For his part, Carluccio dismissed Kane's arguments as "self-serving" and "nonsensical."
Under her theory, he wrote, only the attorney general could direct a grand jury to investigate the Attorney General's Office - an interpretation he called "illogical" and rife with conflicts of interest.
"The implications for continued government corruption or serious breaches of grand jury secrecy, unabated by the review of a grand jury, such as here, are glaringly obvious," Carluccio wrote.
The attorney general, the judge, and the special prosecutor made their arguments in sealed filings to the state Supreme Court, which were made public Wednesday.
Late Wednesday afternoon, the high court issued the order saying it would decide the matter quickly.
Davis said he and Kane welcomed that. "We see this as recognition that this is a serious constitutional question as to whether the judge, as a member of the judicial branch, acted lawfully when he appointed a special prosecutor," he said. "We welcome a chance for a fair hearing."

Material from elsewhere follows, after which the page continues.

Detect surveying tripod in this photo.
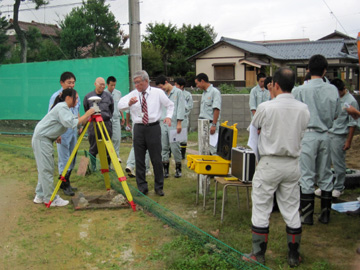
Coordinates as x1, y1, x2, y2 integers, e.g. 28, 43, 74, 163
46, 100, 136, 211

After a landslide election in 2012, Kane faced strong criticism after The Inquirer disclosed that she had secretly shut down an undercover sting investigation that caught five public officials on tape taking cash or, in one case, a $2,000 bracelet from a lobbyist seeking government contracts.
The case was overseen by Frank G. Fina, a top prosecutor in the Attorney General's Office who left after Kane took office in 2013.
The June 2014 Daily News story at the center of the leak inquiry suggested that Kane's office was seeking to determine whether a 2009 investigation case had been bungled by Fina and others.
In her defense, Kane's lawyers have argued in part that she was a mother at home in 2009, when the case was unfolding. Since she did not take a grand jury secrecy oath in the case, they say, Kane was not subject to confidentiality rules.
Critics of this view, including Castille, have said that position would make a mockery of grand jury secrecy.
Inquirer staff writer Matt Gelb contributed to this article.